Muitas vezes incomoda-nos não termos o controlo de muitas situações da nossa vida ou da vida dos outros. E é verdade. Parece é que tendemos a queixarmo-nos mais do poder que não temos do que a utilizar o poder que de facto temos para fazer alguma coisa. Vamos vivendo na ilusão de dominarmos aquilo que ao fim ao cabo nos virá a desiludir por não ter corrido como tínhamos idealizado.
Cada um de nós é convidado a fazer a experiência da sua própria vida – mas da vida real, da que existe, da de todos os dias, não da utópica. É o convite a focar naquilo que é verdadeiramente estrutural e a entrar a fundo nas experiências a que somos chamados. A agarrá-las a sério, a pisar o chão, a percorrer os caminhos por dentro e não à beira da estrada, a tocar e a deixar-me tocar, a viver e não simplesmente a andar por aí.
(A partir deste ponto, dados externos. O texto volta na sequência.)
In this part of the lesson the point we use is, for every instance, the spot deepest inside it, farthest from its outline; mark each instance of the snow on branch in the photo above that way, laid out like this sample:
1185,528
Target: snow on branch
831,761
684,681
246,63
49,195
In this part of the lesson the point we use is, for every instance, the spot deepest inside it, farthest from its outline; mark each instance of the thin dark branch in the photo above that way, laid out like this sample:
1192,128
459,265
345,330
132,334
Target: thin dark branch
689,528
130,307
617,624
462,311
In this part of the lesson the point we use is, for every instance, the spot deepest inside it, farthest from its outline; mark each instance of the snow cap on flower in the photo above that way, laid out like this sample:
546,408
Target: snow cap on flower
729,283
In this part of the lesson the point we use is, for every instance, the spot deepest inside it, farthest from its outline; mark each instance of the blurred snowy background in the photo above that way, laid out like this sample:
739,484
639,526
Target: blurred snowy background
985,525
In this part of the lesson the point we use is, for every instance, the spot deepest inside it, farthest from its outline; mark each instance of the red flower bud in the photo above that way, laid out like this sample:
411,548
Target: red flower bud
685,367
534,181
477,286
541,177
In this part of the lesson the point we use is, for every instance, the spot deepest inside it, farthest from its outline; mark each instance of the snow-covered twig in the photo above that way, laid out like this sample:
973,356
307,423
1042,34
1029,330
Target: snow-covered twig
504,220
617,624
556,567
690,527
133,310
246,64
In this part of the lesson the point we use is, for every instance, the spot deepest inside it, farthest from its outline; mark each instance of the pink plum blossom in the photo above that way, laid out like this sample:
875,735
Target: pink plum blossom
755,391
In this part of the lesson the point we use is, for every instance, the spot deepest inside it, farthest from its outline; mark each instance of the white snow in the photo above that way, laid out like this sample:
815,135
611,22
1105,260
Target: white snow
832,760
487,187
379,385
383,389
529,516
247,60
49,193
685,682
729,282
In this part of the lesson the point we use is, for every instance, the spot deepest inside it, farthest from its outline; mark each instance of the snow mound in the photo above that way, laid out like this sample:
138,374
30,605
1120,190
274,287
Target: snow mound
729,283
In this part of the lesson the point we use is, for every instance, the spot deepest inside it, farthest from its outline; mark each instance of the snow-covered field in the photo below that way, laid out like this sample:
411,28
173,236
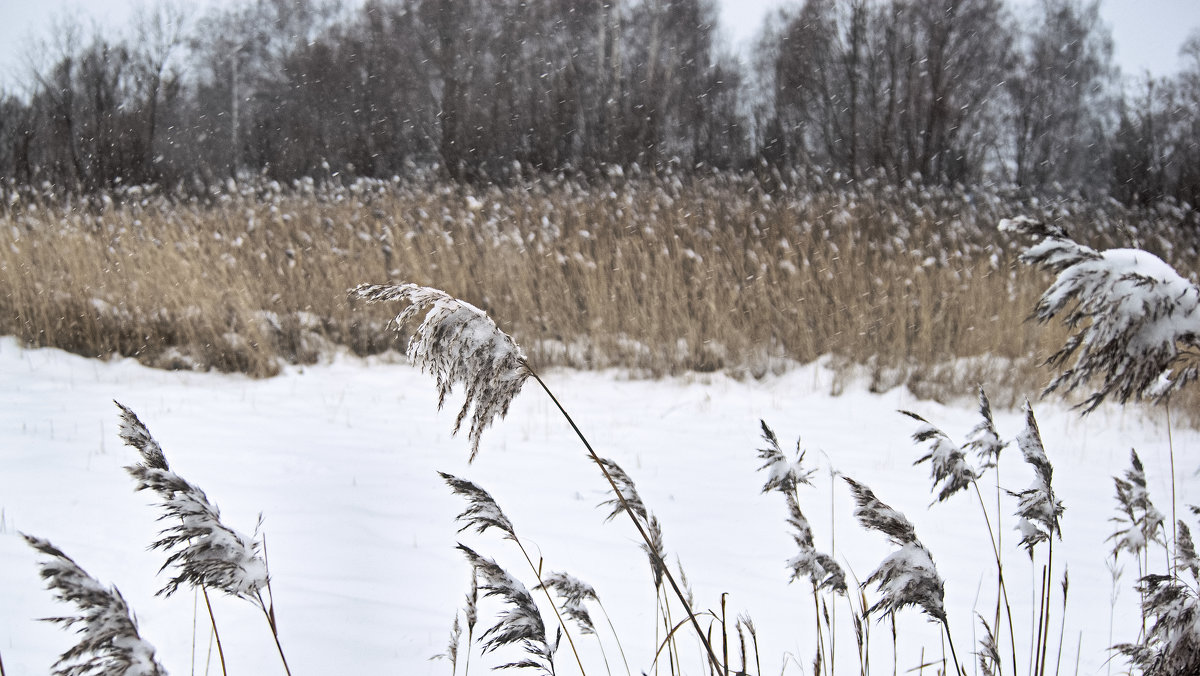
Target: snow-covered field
341,461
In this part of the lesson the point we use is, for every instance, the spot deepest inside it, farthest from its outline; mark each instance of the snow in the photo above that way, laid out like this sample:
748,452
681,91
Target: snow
341,460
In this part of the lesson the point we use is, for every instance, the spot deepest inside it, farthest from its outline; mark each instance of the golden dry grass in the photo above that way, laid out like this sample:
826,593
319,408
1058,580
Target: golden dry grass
652,275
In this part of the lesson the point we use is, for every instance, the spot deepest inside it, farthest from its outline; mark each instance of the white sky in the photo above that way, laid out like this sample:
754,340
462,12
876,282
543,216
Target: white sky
1147,33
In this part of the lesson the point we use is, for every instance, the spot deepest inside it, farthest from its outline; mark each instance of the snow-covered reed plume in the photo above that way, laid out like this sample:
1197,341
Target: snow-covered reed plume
628,490
481,510
983,437
1139,522
817,566
574,593
109,644
459,344
520,624
907,576
786,476
629,501
1037,509
783,474
1186,551
1171,646
1133,317
947,462
203,550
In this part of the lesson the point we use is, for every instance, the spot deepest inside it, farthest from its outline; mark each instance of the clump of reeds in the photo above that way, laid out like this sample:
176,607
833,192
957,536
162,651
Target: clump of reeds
203,550
520,624
785,476
907,576
1135,321
459,344
481,514
109,642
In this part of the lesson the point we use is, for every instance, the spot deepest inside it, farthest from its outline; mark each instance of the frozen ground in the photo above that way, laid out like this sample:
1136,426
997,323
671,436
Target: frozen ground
341,461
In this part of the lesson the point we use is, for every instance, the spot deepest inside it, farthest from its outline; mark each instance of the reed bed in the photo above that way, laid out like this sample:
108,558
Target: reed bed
653,275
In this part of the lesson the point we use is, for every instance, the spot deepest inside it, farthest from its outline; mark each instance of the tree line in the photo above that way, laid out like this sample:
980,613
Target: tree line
937,91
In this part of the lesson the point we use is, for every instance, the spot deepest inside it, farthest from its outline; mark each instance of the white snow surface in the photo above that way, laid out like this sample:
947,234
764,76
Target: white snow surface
341,459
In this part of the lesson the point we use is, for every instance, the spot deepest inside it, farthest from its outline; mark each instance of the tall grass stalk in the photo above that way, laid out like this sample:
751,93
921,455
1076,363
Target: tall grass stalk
459,344
637,524
484,513
204,551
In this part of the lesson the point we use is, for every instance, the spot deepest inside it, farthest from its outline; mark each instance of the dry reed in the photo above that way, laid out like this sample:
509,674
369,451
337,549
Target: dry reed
652,275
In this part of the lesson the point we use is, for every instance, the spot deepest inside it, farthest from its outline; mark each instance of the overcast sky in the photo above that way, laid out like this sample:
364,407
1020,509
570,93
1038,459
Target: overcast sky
1147,33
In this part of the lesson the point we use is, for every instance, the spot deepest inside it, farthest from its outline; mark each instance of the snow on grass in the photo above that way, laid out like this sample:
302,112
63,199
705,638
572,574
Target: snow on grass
342,460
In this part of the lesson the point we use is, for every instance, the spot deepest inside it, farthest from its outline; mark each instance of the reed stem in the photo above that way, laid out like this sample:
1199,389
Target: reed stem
641,531
215,633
Só o pôr os pés no chão é que deixa marcas, só o pôr as mãos no barro e sujá-las é que dá forma às coisas, só um abraço forte é que deixa o outro sentir-se abraçado, só o dar o coração inteiro é que toca os outros.
É o convite a agarrar o tempo comum: fazer das rotinas aquilo que nos dá ritmo, daquilo que é mais do mesmo a constante surpresa com as coisas pequenas, da entediante acomodação suscitar um fascinante ímpeto transformador, do cansaço de quem é um corredor na vida a oportunidade de viver em verdadeira paz.